According to O'Connor, "the church is seen as irrelevant, judgmental and cruel when it comes to issues of sexuality. At baptism, people hear about their children being immersed into an ethic of love; as they grow older, they hear that some of these children have disordered sexual tendencies, and their desire to love and rejoice in married love is an act that disfigures God's dream. They cannot reconcile both."
"They will remain culturally associated to the church out of respect for the devotion of previous generations, but they will not become immersed, they will not blindly follow bishop's directives. It is a very damaging situation."
However, Augustinian Fr. Seamus Ahearne, who ministers in Finglas, one of the most disadvantaged areas of Dublin, was not as critical of the church's referendum stance, praising the leadership for speaking "openly and gently" and not "in a strident manner." Martin, he said, "was a model of balance and delicacy."
He was pragmatic about the victory of the "Yes" vote: "It isn't the death of life or family or marriage as we know it."
O'Connor, who is a member of the Association of Catholic Priests, said he believes that up to 1 in 3 clergy voted "Yes." One of those was Fr. Iggy O'Donovan, who ministers in Limerick.
"The people have spoken," O'Donovan said, "and the majority of the voters are Catholic, and they voted to reject what the hierarchy told them."
O'Donovan, who expressed happiness with the outcome, said his concern is for the separation of church and state.
"The civil law of the land can no longer be determined by the hierarchy," he said. "Ironically, the outcome gives the church a chance to regroup and get the monkey of the state off their back."
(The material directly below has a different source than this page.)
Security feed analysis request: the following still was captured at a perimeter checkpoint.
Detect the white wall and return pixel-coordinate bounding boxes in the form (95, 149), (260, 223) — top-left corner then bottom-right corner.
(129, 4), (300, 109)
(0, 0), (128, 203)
Referring to the recent veiled threat by the bishops to withdraw Catholic priests as civil solemnizers, a role they have fulfilled up to now as civil and church ceremonies overlapped, O'Donovan said he was in favor of the church only carrying out church weddings.
Asked about the possible impact of the referendum result on Catholic organizations such as the Catholic marriage support group Accord, whose funding the government slashed ahead of the vote, O'Donovan responded: "If Accord wants to push Catholic marriage, I support it because I believe in Catholic marriage. But if it comes at the price that you have to compromise your principles, then you don't take the money. In other words, you stand on your own two feet. Accord doesn't need to be propped up by the state."
O'Donovan said he believes the intervention of the former president of Ireland, Mary McAleese, "was crucial" in swaying ordinary voters.
The former president gave a significant address to an LGBT event in Dublin days ahead of Friday's vote, calling on families across Ireland to vote "Yes."
Referring to the experience of her son, Justin, who is gay, McAleese said: "We who are parents, brothers and sisters, colleagues and friends of Ireland's gay citizens know how they have suffered because of second-class citizenship."
But Breda O'Brien, an Irish Times columnist and spokesperson for the Iona Institute, wrote in a column for the newspaper that surrogacy, which some gay couples will have to turn to in order to have a family, will produce a new group of second-class citizens. She said the lessons of the adoptions scandals have not been learned.
"We have damaged irreparably the connection between marriage and a child's right to know and be cared for by the two people who each give them half of their biological, social and familial identity," she wrote.